However, bookmakers have Richard Hannon’s Chindit and the Godolphin hope La Barrosa prominent in ante-post lists for Saturday’s Tattersalls 2,000 Guineas.
“Protocols allow now for foreign grooms to travel with their horses and we have full arrangements in place. We are expecting a good number of English runners over the weekend,” said the Curragh’s chief executive Pat Keogh.
The Jane Chapple-Hyam-trained Saffron Beach, runner-up to Mother Earth at Newmarket two weeks ago, is an intended starter in Sunday’s 1,000 Guineas.
Soft ground conditions shouldn’t be an issue for Saffron Beach but they could result in Miss Amulet missing out on another Classic date.

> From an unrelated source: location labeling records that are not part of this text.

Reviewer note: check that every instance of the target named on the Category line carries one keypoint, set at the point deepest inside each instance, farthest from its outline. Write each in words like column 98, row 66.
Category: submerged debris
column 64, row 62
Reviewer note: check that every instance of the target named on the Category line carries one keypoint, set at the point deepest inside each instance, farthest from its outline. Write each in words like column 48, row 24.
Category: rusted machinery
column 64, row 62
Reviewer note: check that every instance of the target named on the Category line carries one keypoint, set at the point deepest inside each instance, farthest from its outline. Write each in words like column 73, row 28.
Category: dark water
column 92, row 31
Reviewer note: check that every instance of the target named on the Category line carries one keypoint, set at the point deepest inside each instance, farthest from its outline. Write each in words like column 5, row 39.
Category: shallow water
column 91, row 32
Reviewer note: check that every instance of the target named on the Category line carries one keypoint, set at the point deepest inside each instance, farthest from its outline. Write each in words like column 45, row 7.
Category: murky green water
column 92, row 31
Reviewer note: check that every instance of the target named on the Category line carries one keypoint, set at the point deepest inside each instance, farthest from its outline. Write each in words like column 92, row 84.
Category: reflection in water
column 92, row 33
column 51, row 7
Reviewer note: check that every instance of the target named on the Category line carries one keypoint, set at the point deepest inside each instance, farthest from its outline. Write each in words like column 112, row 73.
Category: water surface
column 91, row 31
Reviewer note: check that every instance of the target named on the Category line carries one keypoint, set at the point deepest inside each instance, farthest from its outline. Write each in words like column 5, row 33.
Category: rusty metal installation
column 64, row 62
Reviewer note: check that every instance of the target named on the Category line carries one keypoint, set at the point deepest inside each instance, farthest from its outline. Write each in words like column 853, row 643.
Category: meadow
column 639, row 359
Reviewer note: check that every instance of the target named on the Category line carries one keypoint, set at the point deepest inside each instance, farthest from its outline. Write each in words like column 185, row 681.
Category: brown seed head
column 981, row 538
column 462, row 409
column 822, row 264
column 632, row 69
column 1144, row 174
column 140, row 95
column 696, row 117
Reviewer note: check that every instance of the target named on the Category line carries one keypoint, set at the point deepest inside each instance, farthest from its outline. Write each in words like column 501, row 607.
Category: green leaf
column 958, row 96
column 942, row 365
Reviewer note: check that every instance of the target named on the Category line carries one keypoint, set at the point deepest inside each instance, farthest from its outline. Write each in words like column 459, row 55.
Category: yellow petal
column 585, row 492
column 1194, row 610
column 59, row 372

Local trainer Ken Condon took his Lowther winner out of Sunday’s French Guineas due to the going and is keeping fingers crossed the Curragh going doesn’t get too soft either.
“We’re happy with our decision not to run her on what we would call heavy ground. It wouldn’t have been the right thing by her so we’ll have to see how this week goes,” Condon said on Monday.
“We’re not going to get our ideal conditions. She’s a good ground horse and we won’t have that. We might be able to run her on the easy side of good, or good to yielding,” he added.